There’s a proverb I recently read that states, “Change is the breath of life.” I don’t necessarily like cheesy quotes, but there is some truth in this. There comes a period in life when the only thing constant is change. There is no backwards, only forwards. 

As a twenty-something (I really hate that term), I’m finding my world shift around me the in the most drastic of ways. I’ve always been the the type to cycle through different interests and passions, but within the past few years, I’ve felt myself stabilize.

Travel. Books. Adventure. These are the things that make me feel most alive. 

When you move across the world, not only do your surroundings change, but so does your mindset. The place where you grew up isn’t home anymore. Yes, your roots are there, but your life is somewhere else. Your feet are planted firmly on the ground, without uncertainty. You have established a life for yourself. There are people that love you in your hometown, but they must understand, it’s time to move forward.

Going back to visit is an odd sensation. People are waiting with eager smiles to hear about life overseas, but you find that even with practice, words won’t do it justice. 

Family members ask, rather urgently, “Do you think you’ll move there? Permanently?” 

The answer of course is yes, but only in time can these sorts of plans be revealed. 
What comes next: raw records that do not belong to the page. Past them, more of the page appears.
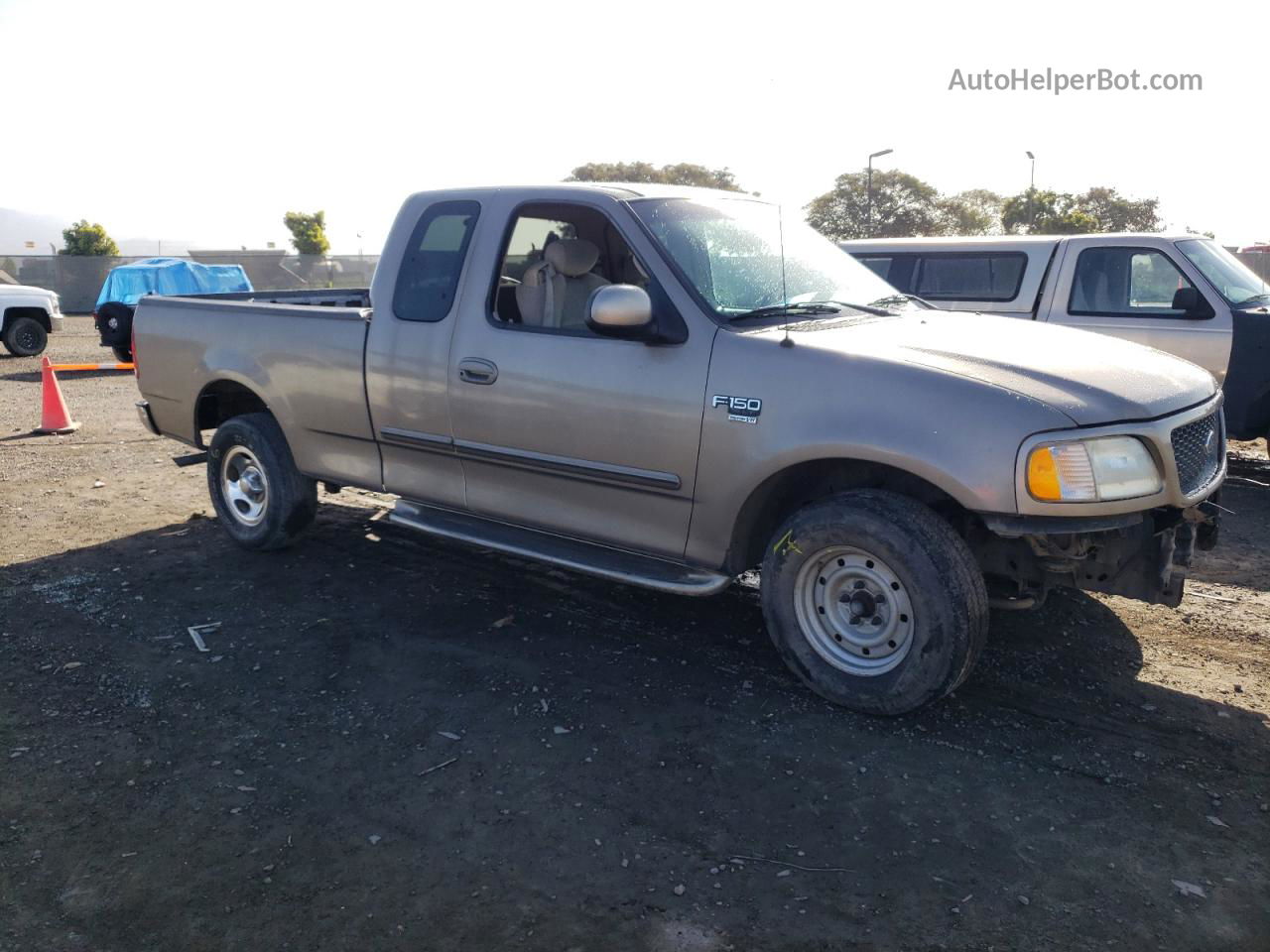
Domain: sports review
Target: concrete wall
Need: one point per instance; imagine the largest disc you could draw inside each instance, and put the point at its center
(79, 280)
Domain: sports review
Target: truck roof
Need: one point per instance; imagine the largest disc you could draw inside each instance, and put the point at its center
(615, 189)
(1001, 240)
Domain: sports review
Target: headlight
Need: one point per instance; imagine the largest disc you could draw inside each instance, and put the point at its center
(1092, 470)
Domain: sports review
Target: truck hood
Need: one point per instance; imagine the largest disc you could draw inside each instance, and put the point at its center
(1089, 377)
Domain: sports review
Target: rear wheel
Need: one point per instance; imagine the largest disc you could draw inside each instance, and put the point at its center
(262, 499)
(26, 336)
(874, 602)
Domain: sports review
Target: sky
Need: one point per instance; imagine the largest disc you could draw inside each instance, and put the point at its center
(207, 122)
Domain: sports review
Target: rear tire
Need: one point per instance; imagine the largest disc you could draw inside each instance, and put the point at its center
(874, 602)
(262, 499)
(26, 336)
(114, 324)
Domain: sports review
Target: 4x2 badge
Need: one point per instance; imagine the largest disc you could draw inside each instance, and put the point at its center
(739, 409)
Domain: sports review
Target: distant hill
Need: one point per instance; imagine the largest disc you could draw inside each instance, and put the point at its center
(19, 227)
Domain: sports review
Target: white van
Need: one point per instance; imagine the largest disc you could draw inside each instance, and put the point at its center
(1180, 294)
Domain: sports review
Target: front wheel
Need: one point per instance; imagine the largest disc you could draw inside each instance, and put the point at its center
(262, 499)
(874, 602)
(26, 336)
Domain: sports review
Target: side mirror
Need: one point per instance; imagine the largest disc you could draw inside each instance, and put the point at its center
(620, 311)
(1192, 303)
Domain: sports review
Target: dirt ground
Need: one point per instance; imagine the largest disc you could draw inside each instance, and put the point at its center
(395, 743)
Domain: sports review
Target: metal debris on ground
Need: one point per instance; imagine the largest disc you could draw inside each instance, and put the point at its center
(739, 858)
(197, 631)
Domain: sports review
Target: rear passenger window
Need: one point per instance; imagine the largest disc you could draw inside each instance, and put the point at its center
(1125, 281)
(878, 266)
(970, 277)
(434, 259)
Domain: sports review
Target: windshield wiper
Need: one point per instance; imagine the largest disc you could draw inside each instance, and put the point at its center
(807, 307)
(812, 308)
(1250, 299)
(915, 298)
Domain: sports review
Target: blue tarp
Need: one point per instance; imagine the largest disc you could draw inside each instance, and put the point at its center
(128, 284)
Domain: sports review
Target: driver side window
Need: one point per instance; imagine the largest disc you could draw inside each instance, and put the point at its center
(1135, 282)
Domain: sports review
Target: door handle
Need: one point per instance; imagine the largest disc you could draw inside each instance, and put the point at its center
(474, 370)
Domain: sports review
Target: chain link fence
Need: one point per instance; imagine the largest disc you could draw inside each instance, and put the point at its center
(77, 281)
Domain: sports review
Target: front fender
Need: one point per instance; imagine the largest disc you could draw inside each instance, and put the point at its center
(953, 431)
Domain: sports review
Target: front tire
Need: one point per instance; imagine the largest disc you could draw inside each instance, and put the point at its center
(262, 499)
(874, 602)
(26, 336)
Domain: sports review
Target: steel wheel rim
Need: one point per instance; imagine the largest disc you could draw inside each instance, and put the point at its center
(853, 611)
(244, 486)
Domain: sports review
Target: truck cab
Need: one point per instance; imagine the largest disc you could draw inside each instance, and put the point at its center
(28, 315)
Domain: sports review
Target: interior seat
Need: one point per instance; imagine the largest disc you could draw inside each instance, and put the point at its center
(554, 293)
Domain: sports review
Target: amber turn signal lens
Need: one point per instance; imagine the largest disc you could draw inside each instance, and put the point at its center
(1043, 475)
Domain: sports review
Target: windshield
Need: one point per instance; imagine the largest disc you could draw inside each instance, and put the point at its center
(1227, 273)
(730, 250)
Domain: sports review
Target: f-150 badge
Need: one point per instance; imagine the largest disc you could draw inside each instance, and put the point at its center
(739, 409)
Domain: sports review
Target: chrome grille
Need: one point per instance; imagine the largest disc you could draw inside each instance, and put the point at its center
(1198, 451)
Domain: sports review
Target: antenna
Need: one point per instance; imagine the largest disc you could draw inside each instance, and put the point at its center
(785, 294)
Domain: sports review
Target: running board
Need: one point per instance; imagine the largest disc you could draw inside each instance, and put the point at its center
(588, 557)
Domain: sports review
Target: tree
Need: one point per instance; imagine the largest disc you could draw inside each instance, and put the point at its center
(903, 206)
(973, 212)
(1100, 209)
(679, 175)
(84, 239)
(1114, 212)
(308, 232)
(1051, 213)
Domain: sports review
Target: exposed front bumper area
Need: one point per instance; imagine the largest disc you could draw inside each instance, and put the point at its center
(1146, 556)
(146, 417)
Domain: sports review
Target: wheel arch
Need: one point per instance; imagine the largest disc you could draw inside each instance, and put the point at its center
(789, 489)
(221, 400)
(16, 311)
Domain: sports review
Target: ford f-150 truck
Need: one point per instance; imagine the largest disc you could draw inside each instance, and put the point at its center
(1182, 294)
(671, 388)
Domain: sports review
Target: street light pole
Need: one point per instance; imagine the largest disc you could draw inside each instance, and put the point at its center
(869, 189)
(1032, 190)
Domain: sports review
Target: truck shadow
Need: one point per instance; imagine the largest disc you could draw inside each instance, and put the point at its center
(511, 728)
(361, 601)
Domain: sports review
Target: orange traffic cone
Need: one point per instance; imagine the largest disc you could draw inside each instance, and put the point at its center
(54, 417)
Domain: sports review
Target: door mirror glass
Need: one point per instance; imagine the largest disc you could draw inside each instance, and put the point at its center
(620, 311)
(1192, 302)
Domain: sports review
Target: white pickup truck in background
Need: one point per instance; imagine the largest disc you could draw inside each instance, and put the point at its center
(1180, 294)
(28, 315)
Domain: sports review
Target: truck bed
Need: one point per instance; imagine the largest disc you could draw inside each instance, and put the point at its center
(298, 352)
(326, 298)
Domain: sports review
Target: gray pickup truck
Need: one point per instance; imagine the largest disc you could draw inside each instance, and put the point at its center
(672, 388)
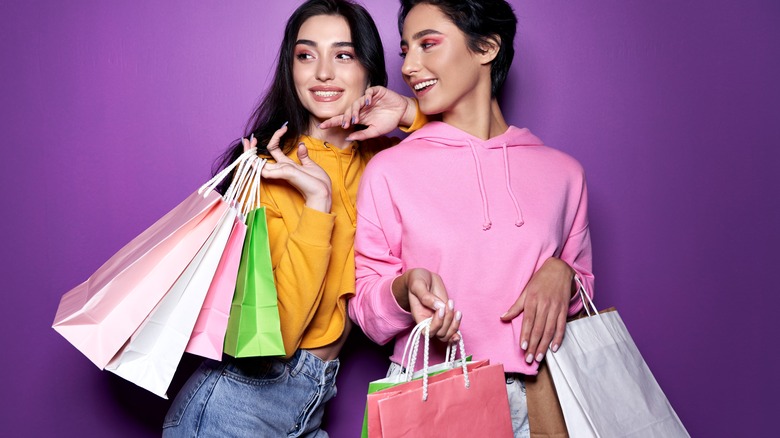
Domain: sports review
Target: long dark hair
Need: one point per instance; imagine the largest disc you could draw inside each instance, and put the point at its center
(479, 20)
(280, 103)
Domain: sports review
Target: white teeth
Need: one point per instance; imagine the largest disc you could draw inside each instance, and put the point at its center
(424, 84)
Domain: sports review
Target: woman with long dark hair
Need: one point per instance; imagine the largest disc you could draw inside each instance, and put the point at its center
(330, 54)
(469, 220)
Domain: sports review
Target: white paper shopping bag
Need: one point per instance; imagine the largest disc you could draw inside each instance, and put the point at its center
(151, 356)
(603, 383)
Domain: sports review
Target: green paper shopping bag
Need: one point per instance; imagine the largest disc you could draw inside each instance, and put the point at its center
(253, 326)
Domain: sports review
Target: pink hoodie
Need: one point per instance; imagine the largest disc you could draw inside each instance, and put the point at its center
(482, 214)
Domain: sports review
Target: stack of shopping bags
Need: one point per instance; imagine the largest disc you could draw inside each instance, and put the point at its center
(455, 398)
(199, 280)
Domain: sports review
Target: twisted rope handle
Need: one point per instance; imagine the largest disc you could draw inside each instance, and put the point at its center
(412, 346)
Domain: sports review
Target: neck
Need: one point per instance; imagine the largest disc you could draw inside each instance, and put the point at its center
(333, 136)
(483, 120)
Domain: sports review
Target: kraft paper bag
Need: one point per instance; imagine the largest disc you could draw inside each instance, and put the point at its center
(151, 356)
(603, 383)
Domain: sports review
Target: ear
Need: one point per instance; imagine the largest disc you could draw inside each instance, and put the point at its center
(490, 47)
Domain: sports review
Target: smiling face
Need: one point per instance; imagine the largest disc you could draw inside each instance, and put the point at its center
(328, 76)
(446, 77)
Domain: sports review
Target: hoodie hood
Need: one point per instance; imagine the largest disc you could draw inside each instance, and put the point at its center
(449, 136)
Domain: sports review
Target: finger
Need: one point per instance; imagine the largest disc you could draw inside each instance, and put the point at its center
(529, 316)
(371, 94)
(273, 145)
(560, 329)
(303, 155)
(515, 310)
(547, 334)
(364, 134)
(332, 122)
(452, 332)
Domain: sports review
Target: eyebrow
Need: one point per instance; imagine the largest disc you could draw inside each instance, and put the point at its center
(421, 34)
(314, 44)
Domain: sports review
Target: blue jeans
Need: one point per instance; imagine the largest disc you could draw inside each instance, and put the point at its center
(254, 397)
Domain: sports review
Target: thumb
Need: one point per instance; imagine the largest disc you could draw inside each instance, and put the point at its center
(303, 154)
(365, 134)
(515, 310)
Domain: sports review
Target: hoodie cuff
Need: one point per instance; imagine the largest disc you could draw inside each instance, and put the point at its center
(394, 314)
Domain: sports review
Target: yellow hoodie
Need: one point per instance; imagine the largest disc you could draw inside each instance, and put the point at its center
(313, 252)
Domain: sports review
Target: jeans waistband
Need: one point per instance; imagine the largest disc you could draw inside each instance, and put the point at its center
(309, 364)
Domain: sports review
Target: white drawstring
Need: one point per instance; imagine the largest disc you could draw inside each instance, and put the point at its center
(485, 214)
(519, 222)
I think my bags have been packed from the day I was born. After seeing so much of the world at a young age, I felt somewhere deep down that I was supposed to be somewhere else. For years, I thought I’d end up somewhere like New York. I didn’t know I’d find love and a home in Dublin, Ireland. Now that I’m there, in that great Somewhere, I feel myself exhale for what feels like the first time in a while. 

I worked hard to be where I am now. I should celebrate once in a while. 

Coming back to your hometown after living abroad is always an adjustment. Your world feels smaller again. Yes, there are the ones that love you unconditionally, but things change. Life doesn’t stop for anyone. At some point, even the ones you loved struck out on their own. It’s your turn, too.

I don’t believe that your twenties are your “selfish years” like that popular Facebook posts asserts. At this age, we care deeply about our loved ones and the places we leave behind. It’s not that we are selfish, it’s that people my age who uproot themselves so wholly and completely want a life that’s their own. 

Personally, I want one that’s not defined by who I was years ago. I want to be the person I was meant to be, even if that means putting distance between the present and the past.

The place you called home for years isn’t home anymore, and that’s okay. You may feel like a stranger in your own bedroom. It’s a sign of life moving forward. Nothing is meant to stay the same. 

One of my favorite quotes from my favorite book reads, “the only way out of the labyrinth of suffering is to forgive.” Forgive yourself. Forgive others. Let yourself grow, and don’t hold back.